Diantara jaringan ISHI yang tetap sunyi senyap dengan individu divergentnya adalah komunitas asalist. Pak Baqir, Nikita dan Siska terus berkembang 'senyap' di Negara INA. Memperluas 'zona abu-abu' yang di sepanjang jalan kenalan dan menyelematkan kotak suci kuno yang menjadi program utama jaringan ini. Di antara gelombang ancaman persona convergent dan invergent kota Betavia.

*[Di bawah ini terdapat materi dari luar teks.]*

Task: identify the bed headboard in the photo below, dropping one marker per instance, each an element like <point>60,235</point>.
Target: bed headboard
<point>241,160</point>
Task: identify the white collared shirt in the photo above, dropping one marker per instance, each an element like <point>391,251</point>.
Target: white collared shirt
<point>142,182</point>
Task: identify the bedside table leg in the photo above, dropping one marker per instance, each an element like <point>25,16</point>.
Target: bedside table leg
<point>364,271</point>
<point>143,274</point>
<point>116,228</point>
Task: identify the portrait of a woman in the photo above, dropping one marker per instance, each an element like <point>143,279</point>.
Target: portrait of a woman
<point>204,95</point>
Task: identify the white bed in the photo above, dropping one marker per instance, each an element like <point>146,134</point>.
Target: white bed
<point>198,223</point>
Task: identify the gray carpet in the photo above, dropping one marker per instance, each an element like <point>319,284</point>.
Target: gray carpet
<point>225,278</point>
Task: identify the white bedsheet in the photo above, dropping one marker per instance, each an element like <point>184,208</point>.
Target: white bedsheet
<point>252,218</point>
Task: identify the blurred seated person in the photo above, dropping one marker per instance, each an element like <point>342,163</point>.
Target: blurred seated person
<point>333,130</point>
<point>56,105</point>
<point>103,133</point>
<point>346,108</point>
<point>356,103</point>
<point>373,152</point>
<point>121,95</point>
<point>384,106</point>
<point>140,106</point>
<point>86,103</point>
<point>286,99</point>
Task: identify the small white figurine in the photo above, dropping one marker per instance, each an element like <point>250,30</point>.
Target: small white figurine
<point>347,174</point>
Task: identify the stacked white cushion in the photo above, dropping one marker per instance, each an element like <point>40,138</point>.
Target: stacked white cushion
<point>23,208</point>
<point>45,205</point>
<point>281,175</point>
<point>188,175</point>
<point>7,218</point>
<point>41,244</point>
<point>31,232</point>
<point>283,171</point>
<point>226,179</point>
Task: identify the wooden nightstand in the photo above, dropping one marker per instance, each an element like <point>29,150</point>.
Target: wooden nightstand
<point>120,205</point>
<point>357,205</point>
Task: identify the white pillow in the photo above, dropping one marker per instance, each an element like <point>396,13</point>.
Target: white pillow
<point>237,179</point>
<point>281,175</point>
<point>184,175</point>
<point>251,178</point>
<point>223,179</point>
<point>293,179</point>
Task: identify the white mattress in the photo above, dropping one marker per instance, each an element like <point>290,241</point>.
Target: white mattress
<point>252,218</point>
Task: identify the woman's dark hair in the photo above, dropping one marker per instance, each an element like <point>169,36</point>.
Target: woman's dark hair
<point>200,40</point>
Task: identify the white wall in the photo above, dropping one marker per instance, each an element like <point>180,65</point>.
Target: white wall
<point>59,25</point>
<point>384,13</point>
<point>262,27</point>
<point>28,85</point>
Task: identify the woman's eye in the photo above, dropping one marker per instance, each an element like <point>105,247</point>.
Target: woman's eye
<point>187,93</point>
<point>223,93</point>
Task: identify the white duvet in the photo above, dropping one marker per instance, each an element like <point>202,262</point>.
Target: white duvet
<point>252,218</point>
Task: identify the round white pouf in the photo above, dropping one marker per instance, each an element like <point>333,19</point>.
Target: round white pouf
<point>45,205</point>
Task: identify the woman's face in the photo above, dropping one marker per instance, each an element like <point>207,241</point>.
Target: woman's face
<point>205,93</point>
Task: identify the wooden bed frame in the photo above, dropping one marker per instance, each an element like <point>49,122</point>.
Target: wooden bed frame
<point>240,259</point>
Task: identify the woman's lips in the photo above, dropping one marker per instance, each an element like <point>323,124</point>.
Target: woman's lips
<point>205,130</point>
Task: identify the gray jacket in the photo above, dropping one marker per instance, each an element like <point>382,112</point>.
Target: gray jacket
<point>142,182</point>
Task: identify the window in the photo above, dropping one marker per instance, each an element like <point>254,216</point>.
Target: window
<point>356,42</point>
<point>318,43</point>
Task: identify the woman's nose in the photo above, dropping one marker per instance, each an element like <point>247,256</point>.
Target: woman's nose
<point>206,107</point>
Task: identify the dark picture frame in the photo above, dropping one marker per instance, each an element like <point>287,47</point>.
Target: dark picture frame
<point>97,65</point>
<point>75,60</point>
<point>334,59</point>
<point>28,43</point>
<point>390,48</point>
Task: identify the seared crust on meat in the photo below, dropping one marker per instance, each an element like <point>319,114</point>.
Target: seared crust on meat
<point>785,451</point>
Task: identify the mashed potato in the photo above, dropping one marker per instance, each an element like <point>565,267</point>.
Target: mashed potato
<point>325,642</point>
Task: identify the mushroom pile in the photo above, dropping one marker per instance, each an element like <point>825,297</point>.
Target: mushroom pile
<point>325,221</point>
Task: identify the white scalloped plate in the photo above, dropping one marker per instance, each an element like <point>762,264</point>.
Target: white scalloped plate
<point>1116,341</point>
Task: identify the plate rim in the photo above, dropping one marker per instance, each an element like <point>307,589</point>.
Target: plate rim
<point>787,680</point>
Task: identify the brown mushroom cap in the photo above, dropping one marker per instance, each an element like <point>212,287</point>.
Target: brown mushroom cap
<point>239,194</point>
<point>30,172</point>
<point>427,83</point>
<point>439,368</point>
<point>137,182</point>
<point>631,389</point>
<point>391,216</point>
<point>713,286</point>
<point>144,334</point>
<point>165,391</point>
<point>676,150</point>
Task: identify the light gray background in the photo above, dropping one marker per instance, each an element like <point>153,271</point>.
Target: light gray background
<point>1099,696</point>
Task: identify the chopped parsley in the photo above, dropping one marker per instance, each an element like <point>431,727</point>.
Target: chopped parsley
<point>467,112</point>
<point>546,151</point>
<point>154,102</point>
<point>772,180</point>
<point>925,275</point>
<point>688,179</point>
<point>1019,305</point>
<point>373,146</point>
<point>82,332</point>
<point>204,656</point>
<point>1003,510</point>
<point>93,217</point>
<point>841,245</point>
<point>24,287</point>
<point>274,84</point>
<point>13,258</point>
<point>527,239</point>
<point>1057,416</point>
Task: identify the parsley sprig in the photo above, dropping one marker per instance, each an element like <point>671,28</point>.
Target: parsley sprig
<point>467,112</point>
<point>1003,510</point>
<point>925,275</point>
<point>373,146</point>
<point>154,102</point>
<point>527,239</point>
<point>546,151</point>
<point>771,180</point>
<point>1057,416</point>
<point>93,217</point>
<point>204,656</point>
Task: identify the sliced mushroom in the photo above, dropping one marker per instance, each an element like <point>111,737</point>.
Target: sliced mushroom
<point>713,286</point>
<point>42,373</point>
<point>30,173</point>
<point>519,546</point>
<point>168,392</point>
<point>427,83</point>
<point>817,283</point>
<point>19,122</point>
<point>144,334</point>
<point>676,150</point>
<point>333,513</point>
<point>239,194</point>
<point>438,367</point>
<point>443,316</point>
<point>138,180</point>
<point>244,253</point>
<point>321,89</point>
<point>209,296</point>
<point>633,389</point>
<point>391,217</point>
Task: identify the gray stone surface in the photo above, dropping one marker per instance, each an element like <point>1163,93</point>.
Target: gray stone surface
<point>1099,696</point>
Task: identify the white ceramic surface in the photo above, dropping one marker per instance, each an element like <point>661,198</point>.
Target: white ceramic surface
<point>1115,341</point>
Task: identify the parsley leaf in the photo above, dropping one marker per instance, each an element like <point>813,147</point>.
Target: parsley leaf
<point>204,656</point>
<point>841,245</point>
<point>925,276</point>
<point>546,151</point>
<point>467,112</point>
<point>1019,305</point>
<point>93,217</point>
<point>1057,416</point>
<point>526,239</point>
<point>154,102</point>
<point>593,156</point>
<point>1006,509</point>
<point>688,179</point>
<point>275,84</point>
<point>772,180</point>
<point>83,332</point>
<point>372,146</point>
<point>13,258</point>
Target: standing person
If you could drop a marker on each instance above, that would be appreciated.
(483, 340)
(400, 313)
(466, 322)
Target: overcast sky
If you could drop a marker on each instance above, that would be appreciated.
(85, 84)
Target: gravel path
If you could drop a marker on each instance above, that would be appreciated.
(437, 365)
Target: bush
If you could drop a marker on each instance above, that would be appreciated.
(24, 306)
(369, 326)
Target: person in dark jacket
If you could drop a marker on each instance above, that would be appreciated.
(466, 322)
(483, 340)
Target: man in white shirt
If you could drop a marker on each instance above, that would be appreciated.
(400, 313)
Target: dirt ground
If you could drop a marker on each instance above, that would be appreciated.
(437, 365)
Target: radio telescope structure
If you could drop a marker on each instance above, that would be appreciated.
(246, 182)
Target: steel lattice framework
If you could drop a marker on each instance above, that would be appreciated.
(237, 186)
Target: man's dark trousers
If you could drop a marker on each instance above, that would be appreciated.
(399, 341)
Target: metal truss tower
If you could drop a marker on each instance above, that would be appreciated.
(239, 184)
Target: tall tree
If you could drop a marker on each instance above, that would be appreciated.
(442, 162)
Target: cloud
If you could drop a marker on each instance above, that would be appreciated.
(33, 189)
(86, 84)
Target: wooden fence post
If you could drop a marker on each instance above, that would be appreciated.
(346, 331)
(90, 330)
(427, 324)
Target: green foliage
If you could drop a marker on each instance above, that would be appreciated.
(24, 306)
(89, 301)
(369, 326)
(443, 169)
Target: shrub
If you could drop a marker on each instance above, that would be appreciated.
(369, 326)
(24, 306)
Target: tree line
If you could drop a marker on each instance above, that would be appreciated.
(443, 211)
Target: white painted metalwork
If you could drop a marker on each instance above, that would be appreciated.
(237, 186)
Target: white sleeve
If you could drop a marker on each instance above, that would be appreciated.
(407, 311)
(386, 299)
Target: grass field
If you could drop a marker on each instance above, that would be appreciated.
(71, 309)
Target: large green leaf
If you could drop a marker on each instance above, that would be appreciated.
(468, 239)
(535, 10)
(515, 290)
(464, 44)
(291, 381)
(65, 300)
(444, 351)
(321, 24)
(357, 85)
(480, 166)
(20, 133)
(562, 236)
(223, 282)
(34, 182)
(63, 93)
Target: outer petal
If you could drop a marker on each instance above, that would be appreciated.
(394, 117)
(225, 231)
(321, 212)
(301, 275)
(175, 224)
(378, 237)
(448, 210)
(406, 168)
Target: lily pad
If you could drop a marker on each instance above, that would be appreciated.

Persona Betavia di bawah kekuasaan Jake Wide yang dikendalikan Tuan Samiri memang tidak mampu menjangkau informasi akurat tentang keberadaan kotak suci kuno itu. Beberapa replika kotak suci telah dibuat dan disebarkan ke setiap negara oleh jaringan ISHI. Pak Baqir dan Nikita pun tak mampu memastikan apakah kotak suci yang tengah berupaya mereka jaga untuk disave di suatu tempat itu merupakan kotak yang asli atau bukan.
Namun integritas dan loyalitas merekalah yang mendasari totalitas perjuangan penyelamatan kotak suci kuno ini. Mereka tak peduli kotak tersebut asli atau bukan, namun hal terpentingnya adalah terus bergerak-berkelanjutan. Utama Pak Baqir dan Nikita, mereka berdua tetap yakin bahwa replika Al Karim yang mereka simpan secara rahasia, masih sesuai dengan aslinya. Perjuangan dan pergerakan senyap dan masif berjamaah menuju satu arah harus terus dilakukan, terus menjaga kitab langit, dan terus membumikan ajarannya agar lestari di bumi, terpuji di langit.